On the other hand, bevacizumab-containing platinum combination chemotherapy is usually not administered to patients with tumor cells invading major blood vessels or to patients with cavitation, hemoptysis, or with a history of coagulation disorders or therapeutic anticoagulation and brain metastasis, and this might be why this regimen was associated with a good prognosis. Furthermore, Naumov et al. [34] reported that bevacizumab shows antitumor effects on the NSCLC cell line T790 M, which harbors a resistant EGFR mutation. It is possible that prolonged treatment with an EGFR inhibitor shifts the tumor cell population towards a less EGFR-dependent phenotype and more towards vascular endothelial growth factor-dependent angiogenesis, and this might be another reason for why the PFS at second-line chemotherapy and OS after the start of second-line chemotherapy were good in the present study.
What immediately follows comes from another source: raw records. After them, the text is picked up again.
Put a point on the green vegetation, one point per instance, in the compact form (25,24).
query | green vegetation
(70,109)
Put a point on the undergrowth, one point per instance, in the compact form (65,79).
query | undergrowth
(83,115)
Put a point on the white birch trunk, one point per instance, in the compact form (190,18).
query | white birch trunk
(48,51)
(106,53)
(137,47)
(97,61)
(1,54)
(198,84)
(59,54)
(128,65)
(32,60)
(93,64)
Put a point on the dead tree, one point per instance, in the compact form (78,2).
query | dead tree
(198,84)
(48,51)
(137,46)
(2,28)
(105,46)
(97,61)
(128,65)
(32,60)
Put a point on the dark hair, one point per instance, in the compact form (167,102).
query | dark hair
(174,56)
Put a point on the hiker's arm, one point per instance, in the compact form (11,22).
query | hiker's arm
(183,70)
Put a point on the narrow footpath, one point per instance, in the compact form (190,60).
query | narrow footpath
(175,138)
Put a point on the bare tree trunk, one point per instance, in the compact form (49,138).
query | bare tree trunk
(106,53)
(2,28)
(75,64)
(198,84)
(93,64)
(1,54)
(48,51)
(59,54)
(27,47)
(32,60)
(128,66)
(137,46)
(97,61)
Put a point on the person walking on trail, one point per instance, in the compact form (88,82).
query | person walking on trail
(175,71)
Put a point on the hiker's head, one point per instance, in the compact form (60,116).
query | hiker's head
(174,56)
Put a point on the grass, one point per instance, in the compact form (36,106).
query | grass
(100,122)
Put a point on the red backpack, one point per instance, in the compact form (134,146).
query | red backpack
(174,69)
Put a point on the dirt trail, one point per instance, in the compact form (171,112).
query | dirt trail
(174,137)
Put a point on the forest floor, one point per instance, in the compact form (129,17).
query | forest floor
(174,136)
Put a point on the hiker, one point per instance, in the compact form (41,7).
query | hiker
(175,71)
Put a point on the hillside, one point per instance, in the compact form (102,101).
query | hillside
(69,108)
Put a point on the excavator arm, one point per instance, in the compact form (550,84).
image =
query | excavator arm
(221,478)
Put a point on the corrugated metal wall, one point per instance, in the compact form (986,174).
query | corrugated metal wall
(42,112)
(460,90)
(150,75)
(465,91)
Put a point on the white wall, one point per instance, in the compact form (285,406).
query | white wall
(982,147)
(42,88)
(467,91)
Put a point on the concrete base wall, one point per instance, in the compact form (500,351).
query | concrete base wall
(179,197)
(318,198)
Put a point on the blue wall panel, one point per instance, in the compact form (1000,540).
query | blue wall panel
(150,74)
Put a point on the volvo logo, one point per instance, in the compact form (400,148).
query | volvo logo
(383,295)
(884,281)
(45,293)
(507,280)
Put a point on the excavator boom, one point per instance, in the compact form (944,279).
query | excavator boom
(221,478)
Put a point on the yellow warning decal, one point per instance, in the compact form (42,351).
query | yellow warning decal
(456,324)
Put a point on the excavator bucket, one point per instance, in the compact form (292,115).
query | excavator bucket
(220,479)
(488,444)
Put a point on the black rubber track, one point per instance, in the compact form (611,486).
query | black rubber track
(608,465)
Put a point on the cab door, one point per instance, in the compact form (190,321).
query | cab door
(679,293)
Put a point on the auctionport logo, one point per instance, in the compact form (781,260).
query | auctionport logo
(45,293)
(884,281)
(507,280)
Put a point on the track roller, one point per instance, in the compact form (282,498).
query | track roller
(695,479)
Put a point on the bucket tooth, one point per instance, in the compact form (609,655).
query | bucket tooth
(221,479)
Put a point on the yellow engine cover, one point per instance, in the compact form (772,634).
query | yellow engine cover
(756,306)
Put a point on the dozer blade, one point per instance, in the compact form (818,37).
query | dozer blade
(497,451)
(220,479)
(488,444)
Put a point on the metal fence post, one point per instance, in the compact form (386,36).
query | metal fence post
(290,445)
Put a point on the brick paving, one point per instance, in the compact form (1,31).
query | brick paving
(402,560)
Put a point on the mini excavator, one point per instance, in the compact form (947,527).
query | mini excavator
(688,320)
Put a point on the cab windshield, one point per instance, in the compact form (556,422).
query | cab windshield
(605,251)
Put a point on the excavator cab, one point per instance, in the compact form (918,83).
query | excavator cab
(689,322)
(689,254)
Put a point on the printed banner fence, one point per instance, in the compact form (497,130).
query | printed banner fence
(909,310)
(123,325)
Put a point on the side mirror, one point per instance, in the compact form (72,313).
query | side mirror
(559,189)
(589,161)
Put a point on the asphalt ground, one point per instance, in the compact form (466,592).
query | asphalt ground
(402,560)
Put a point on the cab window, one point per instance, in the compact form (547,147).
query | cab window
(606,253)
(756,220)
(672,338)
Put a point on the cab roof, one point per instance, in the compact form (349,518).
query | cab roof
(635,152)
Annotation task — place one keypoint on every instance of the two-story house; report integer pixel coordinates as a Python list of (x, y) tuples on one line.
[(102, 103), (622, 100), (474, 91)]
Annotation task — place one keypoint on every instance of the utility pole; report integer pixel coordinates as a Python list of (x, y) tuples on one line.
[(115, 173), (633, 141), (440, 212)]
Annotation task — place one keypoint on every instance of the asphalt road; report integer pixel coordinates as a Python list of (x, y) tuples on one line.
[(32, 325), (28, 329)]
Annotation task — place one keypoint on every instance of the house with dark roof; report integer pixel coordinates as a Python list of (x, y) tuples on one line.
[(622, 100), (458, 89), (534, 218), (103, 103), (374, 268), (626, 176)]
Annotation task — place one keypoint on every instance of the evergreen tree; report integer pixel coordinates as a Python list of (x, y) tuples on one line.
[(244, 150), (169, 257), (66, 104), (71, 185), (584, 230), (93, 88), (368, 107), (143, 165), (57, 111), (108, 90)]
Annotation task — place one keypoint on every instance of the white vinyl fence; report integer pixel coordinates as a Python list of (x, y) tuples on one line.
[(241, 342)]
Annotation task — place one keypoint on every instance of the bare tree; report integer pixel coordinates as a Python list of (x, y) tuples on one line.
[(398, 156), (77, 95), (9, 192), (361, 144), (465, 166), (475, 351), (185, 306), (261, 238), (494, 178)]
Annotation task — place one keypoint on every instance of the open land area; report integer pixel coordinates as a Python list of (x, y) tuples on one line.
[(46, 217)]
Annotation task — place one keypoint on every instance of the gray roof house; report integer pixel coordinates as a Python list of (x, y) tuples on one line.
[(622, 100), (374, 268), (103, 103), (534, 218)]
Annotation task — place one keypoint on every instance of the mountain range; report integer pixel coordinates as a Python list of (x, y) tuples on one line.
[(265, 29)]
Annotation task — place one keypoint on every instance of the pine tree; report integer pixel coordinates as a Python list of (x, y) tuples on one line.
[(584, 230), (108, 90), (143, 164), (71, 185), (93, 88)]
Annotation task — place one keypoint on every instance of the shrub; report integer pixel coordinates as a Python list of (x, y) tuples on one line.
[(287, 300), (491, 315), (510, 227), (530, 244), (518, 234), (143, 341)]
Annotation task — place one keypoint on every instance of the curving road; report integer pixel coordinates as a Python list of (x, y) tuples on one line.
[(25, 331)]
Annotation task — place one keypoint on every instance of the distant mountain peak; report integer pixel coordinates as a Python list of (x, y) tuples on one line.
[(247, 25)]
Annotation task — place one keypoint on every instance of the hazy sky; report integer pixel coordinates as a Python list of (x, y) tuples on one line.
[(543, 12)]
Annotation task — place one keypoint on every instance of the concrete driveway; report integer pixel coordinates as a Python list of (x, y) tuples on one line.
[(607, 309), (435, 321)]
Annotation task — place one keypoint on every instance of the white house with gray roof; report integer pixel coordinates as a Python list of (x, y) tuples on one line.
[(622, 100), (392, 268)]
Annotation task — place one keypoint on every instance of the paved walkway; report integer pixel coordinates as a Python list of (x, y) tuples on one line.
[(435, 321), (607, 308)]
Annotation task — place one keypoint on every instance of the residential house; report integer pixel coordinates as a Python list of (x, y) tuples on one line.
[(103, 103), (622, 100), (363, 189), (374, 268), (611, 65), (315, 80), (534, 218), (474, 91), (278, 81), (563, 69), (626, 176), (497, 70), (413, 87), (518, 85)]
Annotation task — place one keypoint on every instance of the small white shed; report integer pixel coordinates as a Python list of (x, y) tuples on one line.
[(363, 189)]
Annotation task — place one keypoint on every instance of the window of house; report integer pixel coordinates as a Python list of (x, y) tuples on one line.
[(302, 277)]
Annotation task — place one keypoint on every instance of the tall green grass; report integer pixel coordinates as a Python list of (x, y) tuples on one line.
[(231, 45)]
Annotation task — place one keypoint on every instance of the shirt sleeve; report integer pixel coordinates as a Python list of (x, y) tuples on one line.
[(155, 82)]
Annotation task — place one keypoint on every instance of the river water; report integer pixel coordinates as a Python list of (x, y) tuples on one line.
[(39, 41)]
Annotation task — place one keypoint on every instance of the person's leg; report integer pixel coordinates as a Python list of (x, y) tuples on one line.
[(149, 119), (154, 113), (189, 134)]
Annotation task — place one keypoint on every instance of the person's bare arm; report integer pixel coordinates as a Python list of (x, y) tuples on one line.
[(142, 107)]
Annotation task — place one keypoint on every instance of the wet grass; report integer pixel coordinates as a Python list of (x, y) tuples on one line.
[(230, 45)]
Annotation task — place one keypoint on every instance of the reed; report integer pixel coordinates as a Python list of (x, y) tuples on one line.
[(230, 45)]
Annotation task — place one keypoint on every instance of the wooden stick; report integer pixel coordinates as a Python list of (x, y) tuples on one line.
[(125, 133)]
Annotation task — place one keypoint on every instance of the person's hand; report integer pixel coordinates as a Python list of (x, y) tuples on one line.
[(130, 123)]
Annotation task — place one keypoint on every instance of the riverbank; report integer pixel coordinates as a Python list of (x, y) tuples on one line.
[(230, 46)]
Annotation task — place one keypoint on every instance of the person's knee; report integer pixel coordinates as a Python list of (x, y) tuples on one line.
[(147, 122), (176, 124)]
Moreover, it has been discussed whether EGFR-TKIs should be immediately changed to another therapy or continued upon treatment failure. The results of a recent phase III study (IMPRESS trial; IRESSA Mutation Positive Multicentre Treatment Beyond Progression Study) were recently presented at the European Society for Medical Oncology 2014 conference; in this trial, in EGFR-mutated patients, gefitinib was continued beyond disease progression in combination with platinum-based chemotherapy (cisplatin and pemetrexed). However, this combination failed to prolong the PFS and had a deleterious effect on OS [35]. Pending the full publication of this trial and the results of similar studies, the continuation of EGFR TKIs in combination with chemotherapy should only be addressed in the setting of clinical trials. Monotherapies with newer generation EGFR-TKIs with more specific activity for the T790 M mutation, such as CO-1686 and AZD9291, seem to have better toxicity profiles in early clinical trials, and the results are very encouraging in patients with advanced NSCLC who develop resistance to EGFR-TKIs with a secondary T790 M mutation [36]. For the final decision regarding second-line therapy, re-biopsy might be important. As an alternative to tissue samples, there is a growing interest in studying liquid biopsies or blood samples by means of molecular characterization of circulating tumor cells and by examining circulating free DNA in the serum.
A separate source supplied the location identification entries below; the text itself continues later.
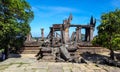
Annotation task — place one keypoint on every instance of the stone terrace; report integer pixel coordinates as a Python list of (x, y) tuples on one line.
[(32, 65)]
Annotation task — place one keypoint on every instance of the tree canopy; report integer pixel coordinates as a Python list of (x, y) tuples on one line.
[(109, 30), (15, 16)]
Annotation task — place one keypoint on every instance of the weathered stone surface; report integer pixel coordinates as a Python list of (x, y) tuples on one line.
[(31, 65)]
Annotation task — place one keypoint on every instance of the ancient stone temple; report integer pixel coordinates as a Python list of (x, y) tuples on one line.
[(64, 30)]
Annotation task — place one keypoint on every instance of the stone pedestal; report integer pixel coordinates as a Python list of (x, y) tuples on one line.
[(66, 35), (42, 33), (91, 33), (80, 34), (86, 34)]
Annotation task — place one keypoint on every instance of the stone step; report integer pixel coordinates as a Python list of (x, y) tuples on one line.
[(30, 48), (30, 52)]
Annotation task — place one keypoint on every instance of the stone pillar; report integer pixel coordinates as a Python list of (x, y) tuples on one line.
[(42, 33), (86, 34), (53, 35), (91, 33), (66, 35), (62, 36), (77, 34), (80, 34), (66, 31)]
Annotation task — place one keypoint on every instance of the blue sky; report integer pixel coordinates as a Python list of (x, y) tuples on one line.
[(48, 12)]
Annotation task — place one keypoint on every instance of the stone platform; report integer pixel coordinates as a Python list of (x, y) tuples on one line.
[(32, 65)]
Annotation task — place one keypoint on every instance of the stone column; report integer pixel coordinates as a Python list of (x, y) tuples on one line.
[(91, 33), (66, 35), (42, 33), (80, 34), (62, 36), (77, 34)]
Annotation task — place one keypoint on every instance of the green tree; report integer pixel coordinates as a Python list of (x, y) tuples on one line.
[(15, 16), (109, 32)]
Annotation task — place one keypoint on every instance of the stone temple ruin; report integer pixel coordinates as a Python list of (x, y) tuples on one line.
[(58, 46)]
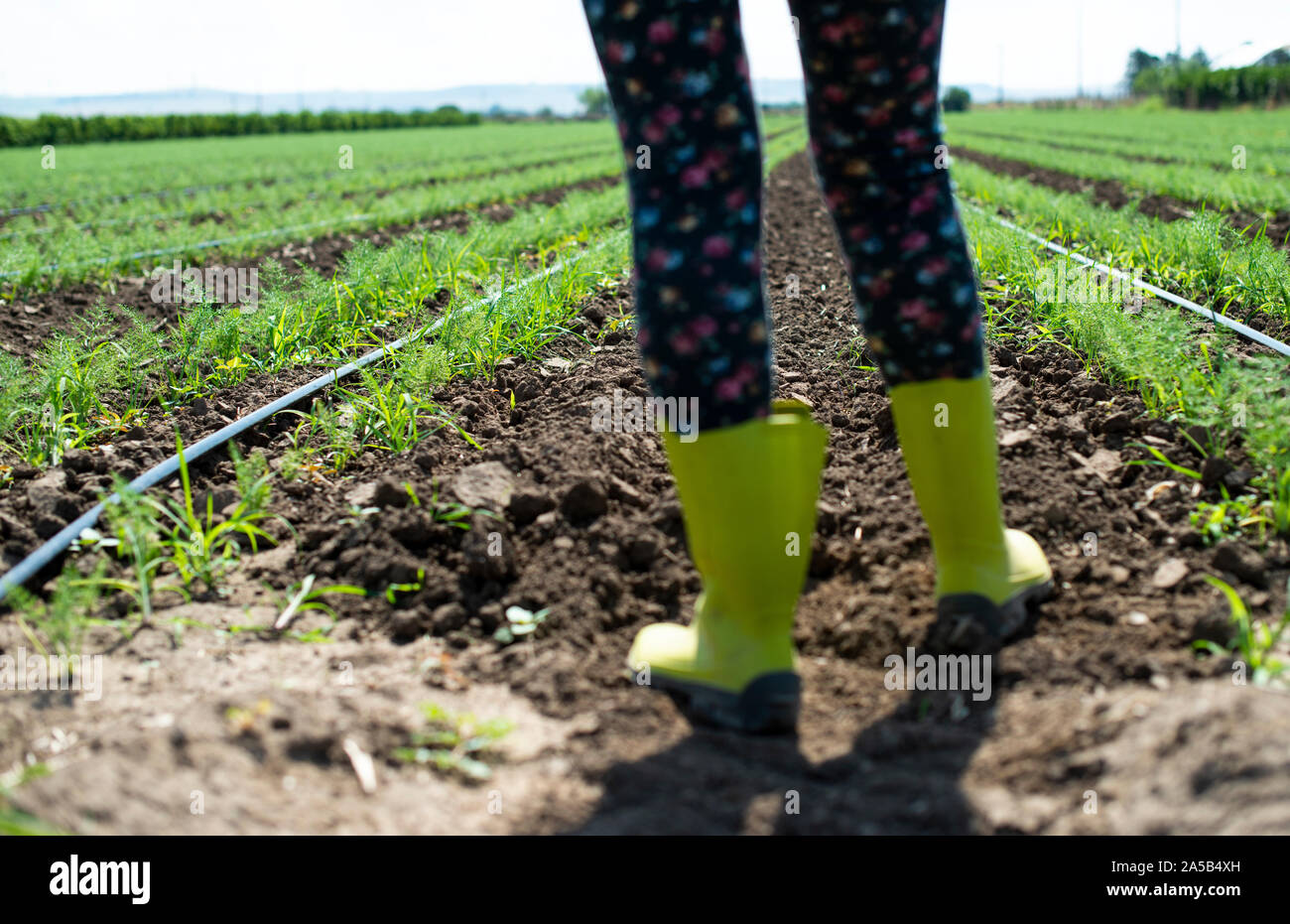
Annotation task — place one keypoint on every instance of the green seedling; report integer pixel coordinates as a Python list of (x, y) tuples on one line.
[(519, 623), (1254, 641), (454, 742)]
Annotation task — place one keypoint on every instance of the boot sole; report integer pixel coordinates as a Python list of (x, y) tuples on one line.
[(972, 623), (769, 705)]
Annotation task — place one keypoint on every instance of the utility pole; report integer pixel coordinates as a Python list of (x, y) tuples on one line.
[(1079, 51), (1000, 75)]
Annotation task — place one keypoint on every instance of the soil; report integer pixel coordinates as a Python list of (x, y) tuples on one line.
[(1116, 195), (1101, 718)]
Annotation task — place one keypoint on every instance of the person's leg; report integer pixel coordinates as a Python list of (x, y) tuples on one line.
[(679, 80), (872, 69), (678, 76)]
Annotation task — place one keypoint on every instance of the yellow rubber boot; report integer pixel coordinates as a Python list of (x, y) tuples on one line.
[(748, 501), (987, 576)]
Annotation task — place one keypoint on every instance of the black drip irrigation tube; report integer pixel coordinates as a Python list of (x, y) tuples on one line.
[(1209, 314), (31, 566)]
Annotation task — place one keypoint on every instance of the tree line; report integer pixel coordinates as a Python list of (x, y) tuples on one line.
[(55, 129), (1192, 82)]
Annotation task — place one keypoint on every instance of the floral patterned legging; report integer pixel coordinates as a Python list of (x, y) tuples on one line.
[(678, 76)]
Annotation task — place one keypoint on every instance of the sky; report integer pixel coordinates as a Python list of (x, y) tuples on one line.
[(94, 47)]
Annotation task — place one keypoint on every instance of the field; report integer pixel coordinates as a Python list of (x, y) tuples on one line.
[(403, 602)]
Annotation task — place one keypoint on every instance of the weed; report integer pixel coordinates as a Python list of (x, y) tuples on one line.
[(1254, 640), (454, 742)]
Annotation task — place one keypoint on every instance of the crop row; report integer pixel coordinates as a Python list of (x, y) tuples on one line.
[(89, 383), (1230, 190), (1236, 407), (1203, 258)]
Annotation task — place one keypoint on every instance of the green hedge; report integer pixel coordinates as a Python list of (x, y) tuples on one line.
[(1199, 88), (52, 129)]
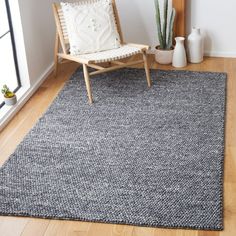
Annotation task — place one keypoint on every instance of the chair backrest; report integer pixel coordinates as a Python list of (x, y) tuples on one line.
[(62, 30)]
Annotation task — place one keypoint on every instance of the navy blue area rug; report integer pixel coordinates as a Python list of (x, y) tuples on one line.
[(141, 156)]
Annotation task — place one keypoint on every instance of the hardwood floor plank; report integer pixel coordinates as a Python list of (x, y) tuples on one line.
[(35, 227)]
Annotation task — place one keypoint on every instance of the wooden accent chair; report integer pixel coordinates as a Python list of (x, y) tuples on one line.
[(93, 60)]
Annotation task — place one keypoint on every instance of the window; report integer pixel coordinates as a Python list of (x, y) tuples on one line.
[(9, 73)]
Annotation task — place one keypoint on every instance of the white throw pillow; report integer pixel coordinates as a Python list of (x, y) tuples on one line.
[(91, 26)]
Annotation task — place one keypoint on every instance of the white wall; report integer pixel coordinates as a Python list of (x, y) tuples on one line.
[(215, 17), (39, 35)]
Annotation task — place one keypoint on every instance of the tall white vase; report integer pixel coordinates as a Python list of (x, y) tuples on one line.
[(179, 56), (195, 46)]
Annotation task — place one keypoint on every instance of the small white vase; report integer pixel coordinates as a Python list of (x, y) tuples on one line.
[(195, 46), (10, 101), (179, 56)]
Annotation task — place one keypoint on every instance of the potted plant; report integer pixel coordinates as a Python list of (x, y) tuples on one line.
[(9, 96), (164, 52)]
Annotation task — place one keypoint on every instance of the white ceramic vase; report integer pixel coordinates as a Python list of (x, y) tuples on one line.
[(195, 46), (10, 101), (179, 56)]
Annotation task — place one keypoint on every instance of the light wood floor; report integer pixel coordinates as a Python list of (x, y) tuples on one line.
[(37, 105)]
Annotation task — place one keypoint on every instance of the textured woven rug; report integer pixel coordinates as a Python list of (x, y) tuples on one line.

The study has several limitations. First, this was a retrospective study with selected groups of patients. Second, the use of gefitinib as first-line treatment and the selection of second-line therapy were made at the treating physician’s discretion. Selection bias might exist in these decisions, and this may have influenced the survival after second-line therapy. Third, the planned chemotherapy was reduced, skipped, or delayed at the attending physician’s discretion. To minimize this bias, all consecutive patients who were treated at our institutions were included in our analysis, and the patients’ original charts were thoroughly reviewed. Lastly, another limitation is the relatively small population of our study. Further larger, prospective studies are mandatory for adaptation of our findings to clinical practice.
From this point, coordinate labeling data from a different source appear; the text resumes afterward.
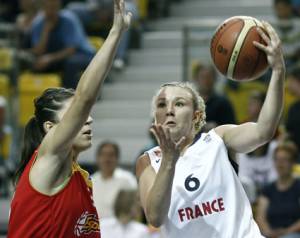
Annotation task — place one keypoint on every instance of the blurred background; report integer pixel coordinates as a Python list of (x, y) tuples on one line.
[(168, 41)]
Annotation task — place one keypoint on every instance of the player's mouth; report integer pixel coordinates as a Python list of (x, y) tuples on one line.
[(170, 123), (88, 133)]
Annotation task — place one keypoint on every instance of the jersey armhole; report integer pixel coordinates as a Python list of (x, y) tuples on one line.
[(56, 189)]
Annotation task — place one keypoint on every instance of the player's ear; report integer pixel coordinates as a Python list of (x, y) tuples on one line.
[(47, 125)]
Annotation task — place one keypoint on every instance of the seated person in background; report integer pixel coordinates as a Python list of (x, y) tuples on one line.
[(59, 43), (8, 10), (123, 225), (110, 179), (278, 211), (5, 149), (257, 167), (29, 10), (218, 108), (100, 12)]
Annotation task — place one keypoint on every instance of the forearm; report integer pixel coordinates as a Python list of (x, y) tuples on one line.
[(97, 70), (271, 111), (62, 54), (158, 201)]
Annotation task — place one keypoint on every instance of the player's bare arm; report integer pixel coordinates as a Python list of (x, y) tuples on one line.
[(54, 158), (246, 137)]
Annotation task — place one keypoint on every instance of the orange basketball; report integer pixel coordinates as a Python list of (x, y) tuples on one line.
[(233, 52)]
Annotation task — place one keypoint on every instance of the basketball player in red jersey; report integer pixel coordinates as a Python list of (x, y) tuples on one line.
[(187, 183), (53, 196)]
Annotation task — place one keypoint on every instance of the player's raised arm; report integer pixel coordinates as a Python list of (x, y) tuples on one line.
[(248, 136), (60, 139)]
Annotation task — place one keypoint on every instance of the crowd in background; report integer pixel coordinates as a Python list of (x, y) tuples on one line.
[(56, 37)]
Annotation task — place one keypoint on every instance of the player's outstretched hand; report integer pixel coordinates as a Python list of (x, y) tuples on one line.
[(122, 18), (272, 48), (169, 148)]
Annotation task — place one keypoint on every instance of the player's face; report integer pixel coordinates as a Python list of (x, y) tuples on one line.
[(174, 109), (83, 140), (283, 163), (205, 81)]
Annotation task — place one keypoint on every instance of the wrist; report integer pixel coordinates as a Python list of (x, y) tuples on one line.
[(116, 31), (168, 163)]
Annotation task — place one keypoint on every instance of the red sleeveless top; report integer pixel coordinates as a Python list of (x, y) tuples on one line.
[(69, 213)]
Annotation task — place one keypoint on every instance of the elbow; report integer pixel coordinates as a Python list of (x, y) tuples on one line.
[(84, 98), (265, 134)]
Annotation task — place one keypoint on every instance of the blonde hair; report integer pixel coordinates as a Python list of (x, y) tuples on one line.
[(198, 101)]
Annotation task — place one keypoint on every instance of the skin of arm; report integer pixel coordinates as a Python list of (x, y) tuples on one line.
[(248, 136), (54, 158), (155, 189), (261, 216)]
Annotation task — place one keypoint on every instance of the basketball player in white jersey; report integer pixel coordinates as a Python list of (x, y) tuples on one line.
[(188, 185)]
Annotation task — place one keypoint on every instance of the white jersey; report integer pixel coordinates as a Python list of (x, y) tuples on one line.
[(208, 200)]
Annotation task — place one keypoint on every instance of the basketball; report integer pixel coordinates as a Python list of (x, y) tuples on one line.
[(233, 52)]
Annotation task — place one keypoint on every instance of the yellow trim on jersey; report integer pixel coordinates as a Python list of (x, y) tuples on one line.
[(84, 174)]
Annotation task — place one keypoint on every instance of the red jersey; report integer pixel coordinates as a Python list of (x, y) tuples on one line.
[(69, 213)]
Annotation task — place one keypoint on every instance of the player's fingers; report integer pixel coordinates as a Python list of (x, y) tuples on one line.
[(180, 143), (271, 31), (263, 35), (161, 134), (153, 131), (261, 47)]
In conclusion, our results indicate that second-line platinum combination chemotherapy after first-line gefitinib treatment in NSCLC patients harboring sensitive EGFR mutations was effective and showed equivalent results to first-line platinum combination chemotherapy. After failure of first-line gefitinib therapy, second-line platinum combination chemotherapy with pemetrexed or bevacizumab might be associated with better PFS. Despite the retrospective design, our results suggest that second-line platinum combination chemotherapy should be considered a standard treatment after gefitinib failure for patients with advanced NSCLC harboring EGFR mutations.